Об отношении Пастернака к Февральской революции можно судить и по двум стихотворениям начала 1918 года — «Русская революция» и «…Мутится мозг. Вот так? В палате?..». В первом присутствует отчетливое противопоставление мартовского (весеннего) начала революции и ее осенне-зимнего большевистского «продолжения»: «Как было хорошо дышать тобою в марте <…> Что эта изо всех великих революций, / Светлейшая, не станет крови лить <…>» и: «теперь ты — бунт. / Теперь — ты топки полыханье. / И чад в котельной, где на головы котлов / Пред взрывом плещет ад Балтийскою лоханью / Людскую кровь, мозги и пьяный флотский блёв» [Пастернак: II, 224, 225]. Началу революции приписываются умиротворенность, тишина, единство с природой, связь с христианской традицией («Социализм Христа», «тишь, как в сердце катакомбы»), связь с Европой («иностранка, по сердцу себе приют у нас нашла»), терпимость к национальным традициям («ей и Кремль люб, и то, что чай тут пьют из блюдца»).
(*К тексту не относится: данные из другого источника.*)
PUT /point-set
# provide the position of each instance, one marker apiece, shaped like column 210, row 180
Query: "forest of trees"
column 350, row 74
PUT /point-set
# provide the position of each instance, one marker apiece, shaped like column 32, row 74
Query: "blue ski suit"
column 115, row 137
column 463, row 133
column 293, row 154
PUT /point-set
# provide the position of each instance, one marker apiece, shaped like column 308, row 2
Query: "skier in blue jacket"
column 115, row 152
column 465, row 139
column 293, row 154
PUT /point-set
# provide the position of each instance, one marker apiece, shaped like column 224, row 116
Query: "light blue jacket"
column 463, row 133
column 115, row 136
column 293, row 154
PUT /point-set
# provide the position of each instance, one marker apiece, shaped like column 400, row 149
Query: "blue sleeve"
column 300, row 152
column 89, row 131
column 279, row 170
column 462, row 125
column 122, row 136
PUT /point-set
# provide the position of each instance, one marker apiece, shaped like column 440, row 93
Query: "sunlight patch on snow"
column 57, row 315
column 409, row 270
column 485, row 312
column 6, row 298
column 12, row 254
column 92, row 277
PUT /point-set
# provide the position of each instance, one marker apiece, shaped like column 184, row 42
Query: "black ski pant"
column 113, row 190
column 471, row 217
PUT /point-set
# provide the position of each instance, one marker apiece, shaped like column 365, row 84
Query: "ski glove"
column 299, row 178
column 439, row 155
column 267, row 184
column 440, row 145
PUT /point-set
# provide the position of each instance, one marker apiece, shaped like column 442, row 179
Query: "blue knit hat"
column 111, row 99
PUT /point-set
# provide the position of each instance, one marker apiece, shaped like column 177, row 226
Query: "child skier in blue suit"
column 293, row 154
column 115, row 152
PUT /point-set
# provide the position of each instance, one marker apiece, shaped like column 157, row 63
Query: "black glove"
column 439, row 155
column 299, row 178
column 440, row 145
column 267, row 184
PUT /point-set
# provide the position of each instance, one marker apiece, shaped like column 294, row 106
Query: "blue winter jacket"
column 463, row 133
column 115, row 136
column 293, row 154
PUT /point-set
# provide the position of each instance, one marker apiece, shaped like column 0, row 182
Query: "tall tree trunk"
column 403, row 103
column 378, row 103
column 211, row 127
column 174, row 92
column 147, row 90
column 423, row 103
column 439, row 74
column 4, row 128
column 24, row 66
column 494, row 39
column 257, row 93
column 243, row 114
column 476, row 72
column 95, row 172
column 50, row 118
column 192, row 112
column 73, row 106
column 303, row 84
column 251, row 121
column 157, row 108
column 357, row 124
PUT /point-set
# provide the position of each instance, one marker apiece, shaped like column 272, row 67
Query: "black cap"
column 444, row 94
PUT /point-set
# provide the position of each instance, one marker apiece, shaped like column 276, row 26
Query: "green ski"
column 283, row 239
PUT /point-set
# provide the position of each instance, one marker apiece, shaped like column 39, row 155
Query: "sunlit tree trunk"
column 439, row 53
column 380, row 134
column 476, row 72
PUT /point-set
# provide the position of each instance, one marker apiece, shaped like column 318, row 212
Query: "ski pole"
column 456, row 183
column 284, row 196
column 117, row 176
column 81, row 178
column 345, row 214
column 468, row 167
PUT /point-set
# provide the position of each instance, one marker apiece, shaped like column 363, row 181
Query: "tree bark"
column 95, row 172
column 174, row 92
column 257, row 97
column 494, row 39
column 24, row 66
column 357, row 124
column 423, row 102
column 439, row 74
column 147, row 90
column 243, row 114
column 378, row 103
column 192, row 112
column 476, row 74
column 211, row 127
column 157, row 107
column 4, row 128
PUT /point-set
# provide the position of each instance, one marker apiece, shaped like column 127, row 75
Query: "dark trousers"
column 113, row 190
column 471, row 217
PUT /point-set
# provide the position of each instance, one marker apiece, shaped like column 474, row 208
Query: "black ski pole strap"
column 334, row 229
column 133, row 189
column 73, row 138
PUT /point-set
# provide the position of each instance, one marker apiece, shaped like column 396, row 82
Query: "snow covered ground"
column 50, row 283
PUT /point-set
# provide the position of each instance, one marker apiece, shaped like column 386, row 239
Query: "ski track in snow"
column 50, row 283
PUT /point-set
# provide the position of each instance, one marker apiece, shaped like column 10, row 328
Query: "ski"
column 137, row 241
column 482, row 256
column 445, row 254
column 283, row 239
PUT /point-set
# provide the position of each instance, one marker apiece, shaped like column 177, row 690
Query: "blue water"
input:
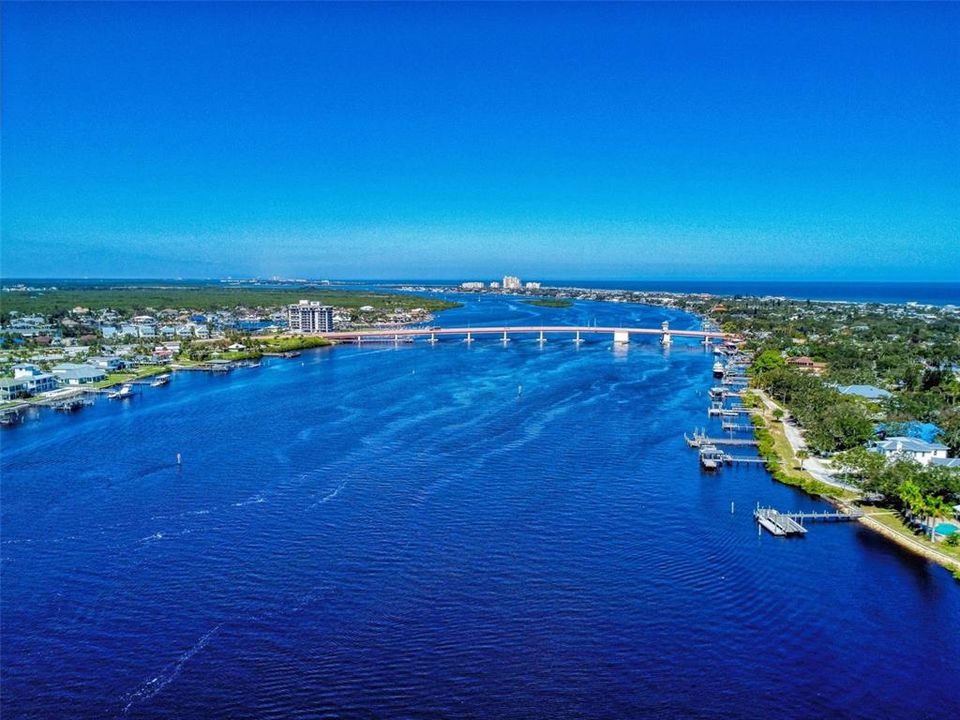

Напротив, легко угадываемый Ленин, прибывающий в пломбированном вагоне («свинец к вагонным дверцам»), провозглашает агрессию, нетерпимость и разрушение:

Он — «С Богом, — кинул, сев; и стал горланить, — к черту —
Отчизну увидав, — черт с ней, чего глядеть!
Мы у себя, эй жги, здесь Русь, да будет стерта!
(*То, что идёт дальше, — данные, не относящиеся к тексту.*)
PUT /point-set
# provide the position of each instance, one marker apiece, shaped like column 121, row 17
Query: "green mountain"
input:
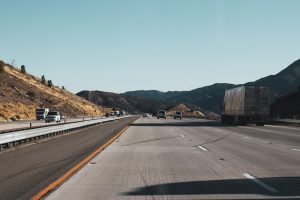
column 211, row 97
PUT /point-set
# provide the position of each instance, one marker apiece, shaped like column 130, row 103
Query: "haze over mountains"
column 21, row 93
column 211, row 97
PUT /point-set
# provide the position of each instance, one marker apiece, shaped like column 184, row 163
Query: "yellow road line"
column 76, row 168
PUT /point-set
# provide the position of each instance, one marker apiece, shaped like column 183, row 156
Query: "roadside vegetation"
column 21, row 93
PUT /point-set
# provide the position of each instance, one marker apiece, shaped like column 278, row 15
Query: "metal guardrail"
column 11, row 138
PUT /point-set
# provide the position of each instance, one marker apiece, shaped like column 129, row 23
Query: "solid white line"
column 201, row 147
column 262, row 184
column 296, row 149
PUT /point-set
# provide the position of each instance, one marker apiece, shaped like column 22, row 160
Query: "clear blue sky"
column 155, row 44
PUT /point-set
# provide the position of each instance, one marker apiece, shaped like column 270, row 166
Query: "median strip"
column 296, row 149
column 76, row 168
column 262, row 184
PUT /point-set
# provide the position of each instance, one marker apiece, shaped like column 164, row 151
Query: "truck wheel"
column 260, row 123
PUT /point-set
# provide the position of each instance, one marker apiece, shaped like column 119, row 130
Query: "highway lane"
column 38, row 123
column 192, row 159
column 26, row 170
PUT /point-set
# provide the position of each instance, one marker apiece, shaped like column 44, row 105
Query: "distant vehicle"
column 122, row 113
column 162, row 114
column 41, row 113
column 178, row 115
column 246, row 104
column 53, row 116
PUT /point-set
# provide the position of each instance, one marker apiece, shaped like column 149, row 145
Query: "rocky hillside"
column 154, row 94
column 287, row 106
column 21, row 93
column 211, row 97
column 283, row 82
column 128, row 103
column 186, row 111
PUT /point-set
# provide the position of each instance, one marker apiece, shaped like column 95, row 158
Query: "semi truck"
column 246, row 104
column 41, row 113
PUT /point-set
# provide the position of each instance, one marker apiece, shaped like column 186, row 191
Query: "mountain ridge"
column 211, row 97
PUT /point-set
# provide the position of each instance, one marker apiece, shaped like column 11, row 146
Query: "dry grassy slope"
column 186, row 111
column 21, row 93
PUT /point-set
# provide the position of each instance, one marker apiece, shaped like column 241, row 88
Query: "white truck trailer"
column 246, row 104
column 41, row 113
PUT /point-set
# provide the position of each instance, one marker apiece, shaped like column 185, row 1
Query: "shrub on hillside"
column 50, row 84
column 1, row 66
column 23, row 69
column 43, row 80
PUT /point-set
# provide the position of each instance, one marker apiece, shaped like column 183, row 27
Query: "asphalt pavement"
column 26, row 170
column 192, row 159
Еще не все сплылось, лей рельсы из людей!
Лети на всех парах! Дыми, дави и мимо!
Покуда целы мы, покуда держит ось.
Здесь не чужбина нам, дави, здесь край родимый.
Здесь так знакомо все, дави, стесненья брось!»
[Пастернак: II, 224]

Л. С. Флейшман пишет, что в этом стихотворении присутствует несвойственная пастернаковским политическим оценкам однозначность в изображении участия большевиков в революции [Флейшман 2006-а: 266], как и в созданном тогда же стихотворении «Мутится мозг…», которое было вызвано известием об убийстве 7 января 1918 года конвойными матросами арестованных депутатов Учредительного собрания А. И. Шингарева и Ф. Ф. Кокошкина, переведенных из Петропавловской крепости в больницу[13]. Текст производит впечатление написанного под непосредственным впечатлением от случившегося и содержит жесткие формулировки — в стилистике, характерной для позднейших пастернаковских эпиграмм: «Сарказм на Маркса. О, тупицы!..» и т. д. [Пастернак: II, 223].